Making it harder: Sisyphus rock

Making Writing Easier

Last night, I asked someone who really wants to write but hasn’t been getting it done, “Are you making writing harder than it needs to be?” She thought that summed up her situation, so we spent our time together exploring ways that she could make it easier.

Writing can be liberating and exhilarating, but not if you expect a polished piece to appear magically on the page in front of you.

Liberating and exhilarating?

Yes, because writing can help you connect with your thoughts, letting them wash over you and sort themselves out. Many people tell me that they gain tremendous insights into their own thinking by writing. But the thoughts need the freedom to swirl around in your head without being harshly evaluated. If you expect them to come out fully formed, you’ll be disappointed as you look at the page in front of you. Disappointment will make your ideas back off.

There’s a wonderful picture book, Play With Me by Marie Hall Ets about a little girl trying to get a grasshopper, a chipmunk, a blue jay, a frog, a turtle, and a snake to play with her. They all run away until she sits still and lets them approach her. Your thoughts may need you to hold still so that they can emerge without you frightening them off.   In writing, this means turning off your internal editor until you have an initial draft.

What can you do when writing seems both desirable and hard? Here are some things to try as you work to liberate your writing voice.

Do You Prefer a Top-Down or Bottom-Up Approach?

As I was working on the list in the next section, I mused on how differently people approach writing. Some are insistent that a full outline is the first step. They follow an approach I call top-down based on my computer science experience. Others start writing and let the structure emerge from what comes out, a bottom-up approach.

If you want an entire outline before you get started (top-down), that’s fine unless you are so attached to your outline that you get derailed when something in it doesn’t work. If you just start writing to see what emerges (bottom-up), eventually you’ll need to examine what comes out to determine some kind of structure to help your reader navigate what you write.

As you write more, you may find you go back and forth between top-down and bottom-up approaches multiple times. When you are stuck, try switching to the other approach.

Other Suggestions for Making Writing Easier

Some of these suggestions are described in more detail in Sit Write Share or my blog.

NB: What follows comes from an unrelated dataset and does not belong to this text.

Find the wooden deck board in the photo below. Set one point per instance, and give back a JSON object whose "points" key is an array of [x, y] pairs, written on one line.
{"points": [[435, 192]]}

  1. Try writing with pen and paper instead of keyboard. This client had an aha moment when she thought of writing with her orange pen. I noticed a major uptick in the energy in her voice when she called herself “Orange-Pen Latondra” (not her real name).
  2. Try dictation. If first drafts are murderously difficult for you but you know you can explain your ideas to a friend, imagine that friend sitting in front of you while you speak into a speech-to-text program, such as google docs or Word. The goal is to get a first draft that can be polished, not a final product. (See Write Experiment 14: Try Speech-to-Text.)
  3. Keep a list of stories that you could tell about topics that are important to you. If you have that list, the next time you sit down to write, you’ll have the option of picking from the list to relate. When you do, just write the story without worrying about all the text that might surround it. (See Write Experiment 5: Collect Story Seeds.)
  4. Write about not being able to write. What does it feel like in your body? Perhaps you will encounter what is blocking your thinking. When you bring the block into focus, you may see a creative way around it. (See Write Experiment 10: Write About Not Being Able to Write.)
  5. Write what’s on your mind right now. Just listen to the swirl of thoughts in your head. This is similar to morning pages described in The Artist’s Way, except that I suggest you look at what comes out with an eye toward what you could use later. Are there story seeds in your writing? Important concepts that you want to work out? (See my blog posts, Write Whatever is On Your Mind and A Repeatable Structure in Action.)
  6. Pick a concept and explain it without worrying about transitions or overall structure of your chapter or article. Later, this explanation might serve like a pearl on a necklace, part of the beauty of the whole. (See Write Experiment 6: Mine Stories for Concepts)
  7. Use an entire writing session to brainstorm what you want to write about. Brainstorming involves collecting ideas without judging or rejecting them. If you collected them on post-it notes, you could stick them to a wall or whiteboard and then play around with organization, trying out different clumps. You could also pull a post-it off the board as the prompt for your next writing session. (See Write Experiment 2: Play with Ideas.)
  8. Sort through previous pieces of writing to see which might be or contain pearls that could be strung together into something new. Sometimes this involves repurposing old writing for a new audience. (See Write Experiment7: Repurpose Old Writing.)
  9. Commit yourself to deadlines that will be noticed by other people.  One way to do that is to join a writers’ workshop where you are expected to contribute periodically.  It can help to have outside expectations. (See Share Experiment 6: Find a Good Writers’ Workshop.)

Make Writing Just a Little Bit Easier

Doing hard things can be incredibly satisfying if and only if you do them. Any of these approaches might help you make writing just enough easier that you can get it done. When you finish a draft or a polished piece, take the time to bask in the completion of something valuable but hard.